Recent research conducted by Michelle Wieser, dean of the Saint Mary’s University School of Business and Technology, found inequities in the academic experience and career outcomes of female and minority MBA students and graduates of top-tier business schools.
Wieser led the research on behalf of the Forte Foundation, an organization that partners with corporations, nonprofits, and graduate and undergraduate universities to address inequities at top business schools and the impact those inequities have on the business world.
Wieser’s research looked at the MBA application process and student experience from a diversity, equity, and inclusion perspective, as well as career outcomes based on gender and race. For the research, Forte polled more than 3,000 MBA students, prospective students, and alumni from nearly 60 MBA programs.
Finding’s from Wieser’s research include:
- When asked about diversity, equity, and inclusion in the admissions process for MBA programs, most respondents had favorable views. However, men were more likely to have a positive response than women.
- While respondents had favorable views of the admissions process in regards to diversity, equity, and inclusion, more than one in five survey respondents said diversity, equity, and inclusion efforts in their MBA program did not meet their expectations.
- In 2020, men with MBAs earned $177,112 on average, where women with an MBA earned $147,412, a pay gap of $27,900.
- The gender pay gap between men and women with MBAs has narrowed since 2016. However, the gap widens for women as they progress in their careers from 9% for those with zero to two years of work experience to 35% for those with nine or more years of work experience.
- Women are more likely to strive for early leadership positions within organizations. However, women trail when it comes to striving for executive-level leadership.

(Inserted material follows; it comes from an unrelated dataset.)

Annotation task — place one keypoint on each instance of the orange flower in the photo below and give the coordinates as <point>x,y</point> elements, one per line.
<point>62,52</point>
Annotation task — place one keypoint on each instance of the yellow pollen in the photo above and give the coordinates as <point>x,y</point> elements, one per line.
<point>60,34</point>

“This research helps shine a light on continued gender inequality in pay and other extrinsic and intrinsic career outcomes. The participants of this study included 3,100 graduates of over 50 large, top-ranked MBA programs in the U.S. and Europe. These individuals work for some of the most well-known organizations across the globe. Studying their career outcomes and perceptions provides great insight into the state of gender and racial equality in the workplace. My hope is that it spurs conversations around how we are doing, what we can do better, and how we work toward inclusive workplaces for all,” Wieser said.

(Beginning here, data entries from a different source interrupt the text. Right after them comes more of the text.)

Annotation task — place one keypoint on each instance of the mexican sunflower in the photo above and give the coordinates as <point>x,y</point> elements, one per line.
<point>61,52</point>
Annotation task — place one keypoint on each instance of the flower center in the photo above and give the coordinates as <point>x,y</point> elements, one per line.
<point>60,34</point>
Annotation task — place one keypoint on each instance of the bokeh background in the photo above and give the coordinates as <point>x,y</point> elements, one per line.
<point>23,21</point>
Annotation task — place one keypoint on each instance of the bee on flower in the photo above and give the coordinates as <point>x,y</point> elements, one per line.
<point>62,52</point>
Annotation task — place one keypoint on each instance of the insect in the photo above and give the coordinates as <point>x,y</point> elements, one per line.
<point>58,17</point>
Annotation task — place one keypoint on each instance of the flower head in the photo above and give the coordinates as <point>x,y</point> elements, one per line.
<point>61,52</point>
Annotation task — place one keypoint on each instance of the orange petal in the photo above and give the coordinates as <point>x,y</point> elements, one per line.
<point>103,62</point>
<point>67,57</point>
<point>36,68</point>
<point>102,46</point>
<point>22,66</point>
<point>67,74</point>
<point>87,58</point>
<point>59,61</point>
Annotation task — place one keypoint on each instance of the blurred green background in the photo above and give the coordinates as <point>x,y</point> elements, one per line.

This research is a follow-up to previous research done by Wieser and the Forte Foundation in 2019 that explored whether MBAs assisted women and minorities in increasing equality in their workplaces, as well as their earnings.
“It is incredibly rewarding to see this research getting national and international press,” Wieser said. “As a scholar, it is wonderful to keep the conversation going on gender pay inequality and other important topics addressed by this research.”
As dean of the School of Business and Technology, which houses an MBA program, Wieser says the findings of the research will be used in the work she carries out for Saint Mary’s University.
“The outcomes of this research give me valuable insights into how I can build inclusive learning environments where all individuals see themselves reflected in their faculty, case studies, readings, and speakers. This is so well aligned with our Lasallian Catholic charism and is one small way we can begin to work toward bigger change,” she said.